Benjamin Hermann
Le lieu commun de Benjamin Hermann | Déni de démocratie, vraiment?
La démocratie est-elle vraiment bafouée lorsque des partis s’unissent pour en éjecter un autre dans l’opposition? Cette affirmation mérite assurément d’être nuancée.
Monsieur untel est votre nouveau bourgmestre. Madame unetelle s’apprête à ceindre l’écharpe maïorale. Quelques heures après la fermeture des bureaux de vote, les titres de presse annoncent les résultats, les grandes tendances et, souvent, le nom de la personne qui prendra les rênes de la commune durant une demi-douzaine d’années. L’affaire semble pliée. La démocratie a parlé.
Puis patatras, tout est démenti dans la foulée. Une autre coalition se forme, éjectant le vainqueur proclamé dans l’opposition. Pour respecter le choix des électeurs, disent les nouveaux partenaires. Un choix des électeurs qui n’est pas respecté, estime-t-on aussi dans le camp d’en face. Les partenaires rétorqueront qu’il a fallu tenir compte du signal de l’électeur, que c’est la dynamique de progression qui compte, que les gens en avaient marre, qu’ils voulaient du changement. Le vainqueur déchu, lui, rappellera qu’il était le plus fort. Les uns et les autres, en fonction de leur situation, dégaineront la formule qui fait mouche: déni de démocratie.
La frustration est bien compréhensible. Les arrangements politiques et retournements de veste peuvent dérouter.
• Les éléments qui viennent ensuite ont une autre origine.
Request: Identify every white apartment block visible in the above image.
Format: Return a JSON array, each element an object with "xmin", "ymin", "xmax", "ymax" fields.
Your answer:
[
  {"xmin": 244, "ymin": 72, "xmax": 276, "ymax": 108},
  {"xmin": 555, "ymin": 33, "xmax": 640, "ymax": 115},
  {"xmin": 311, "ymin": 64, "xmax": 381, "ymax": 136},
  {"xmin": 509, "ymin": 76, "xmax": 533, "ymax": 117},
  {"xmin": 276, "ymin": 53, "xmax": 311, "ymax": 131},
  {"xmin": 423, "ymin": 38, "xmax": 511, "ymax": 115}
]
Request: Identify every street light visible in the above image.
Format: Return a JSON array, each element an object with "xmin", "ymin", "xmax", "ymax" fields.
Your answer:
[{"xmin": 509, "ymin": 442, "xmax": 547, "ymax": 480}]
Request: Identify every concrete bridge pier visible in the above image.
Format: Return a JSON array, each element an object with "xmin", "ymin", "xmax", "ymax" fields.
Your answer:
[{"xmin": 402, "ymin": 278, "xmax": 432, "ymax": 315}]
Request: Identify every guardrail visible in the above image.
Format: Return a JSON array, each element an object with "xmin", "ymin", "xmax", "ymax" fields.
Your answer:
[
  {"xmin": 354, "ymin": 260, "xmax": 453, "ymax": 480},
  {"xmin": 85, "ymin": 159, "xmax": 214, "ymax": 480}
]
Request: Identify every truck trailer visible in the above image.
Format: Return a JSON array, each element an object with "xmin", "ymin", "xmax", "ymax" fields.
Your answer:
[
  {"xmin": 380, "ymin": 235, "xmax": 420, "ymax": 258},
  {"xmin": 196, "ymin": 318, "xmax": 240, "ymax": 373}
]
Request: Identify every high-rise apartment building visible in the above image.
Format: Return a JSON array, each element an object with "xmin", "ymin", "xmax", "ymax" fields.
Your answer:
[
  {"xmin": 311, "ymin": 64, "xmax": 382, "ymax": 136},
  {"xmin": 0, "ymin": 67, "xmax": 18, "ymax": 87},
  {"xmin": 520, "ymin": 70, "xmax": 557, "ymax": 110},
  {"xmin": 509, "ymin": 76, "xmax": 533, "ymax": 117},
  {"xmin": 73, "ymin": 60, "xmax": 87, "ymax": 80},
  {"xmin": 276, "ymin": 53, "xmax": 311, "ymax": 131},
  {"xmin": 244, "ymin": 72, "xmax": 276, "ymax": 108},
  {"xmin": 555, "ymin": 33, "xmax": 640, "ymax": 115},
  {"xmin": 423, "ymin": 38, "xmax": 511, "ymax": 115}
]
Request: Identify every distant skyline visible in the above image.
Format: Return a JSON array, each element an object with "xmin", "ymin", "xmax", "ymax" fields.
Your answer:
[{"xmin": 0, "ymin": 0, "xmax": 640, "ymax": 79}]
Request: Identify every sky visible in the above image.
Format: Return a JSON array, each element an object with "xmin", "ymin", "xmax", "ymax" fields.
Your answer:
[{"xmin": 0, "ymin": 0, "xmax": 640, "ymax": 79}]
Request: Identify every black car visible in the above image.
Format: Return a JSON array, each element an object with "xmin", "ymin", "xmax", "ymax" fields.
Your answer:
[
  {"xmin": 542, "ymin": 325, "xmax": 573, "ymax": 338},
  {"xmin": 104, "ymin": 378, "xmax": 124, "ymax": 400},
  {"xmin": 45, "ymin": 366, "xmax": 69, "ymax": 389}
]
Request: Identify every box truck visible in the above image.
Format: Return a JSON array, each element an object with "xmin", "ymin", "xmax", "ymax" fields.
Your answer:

Quelques accords peuvent aussi répondre à des injonctions venues de la tête des partis, pour conforter des équilibres qui dépassent les frontières de la commune. Le tout ne s’exerce pas toujours dans la plus grande transparence. Ces vicissitudes politiques, y compris à l’échelon communal, ne se caractérisent pas toujours par la plus grande noblesse d’âme.
Mais s’agit-il, comme on fait mine de le découvrir, de dénis de démocratie?
On notera d’abord que tous les grands partis, sans exception, se sont déjà adonnés à de telles compromissions. Avant de déplorer ce qui s’est joué dans une commune, il convient sans doute de songer à ce que vos coreligionnaires ont fomenté dans une autre.
On pourra gloser à l’infini sur ce qui importe le plus: la première place, ou les résultats à la hausse de partis qui n’ont pas nécessairement remporté le plus de suffrages. En matière électorale, une seule réalité compte, celle qui consiste à rassembler une majorité de sièges.
La clé Imperiali, qui distribue les sièges au conseil communal, présente la particularité de gonfler la représentation des listes ayant obtenu le plus gros score. Ainsi, il n’est pas rare qu’un parti obtienne une majorité absolue avec moins de 50% des voix. Ce seuil descend parfois jusqu’à 40% ou à peine plus. Qui sera le plus légitime? Le premier parti, majoritaire au conseil communal, ou une coalition réunissant le deuxième et le troisième, majoritaire dans les suffrages? On trouvera, dans un cas comme dans l’autre, de bonnes raisons pour déplorer un déni de démocratie.
La Région wallonne a imposé, dès 2006, la règle selon laquelle le bourgmestre est le candidat ayant obtenu le plus de voix sur la plus grande liste de la majorité. La Flandre vient de faire de même, en allant un cran plus loin dans la transparence des négociations. La Région bruxelloise leur emboîtera peut-être le pas, un jour. Les arrangements politiques y gagneraient sans doute en lisibilité et, partant, en acceptabilité auprès des électeurs. Mais ils ne s’évaporeraient pas comme par enchantement.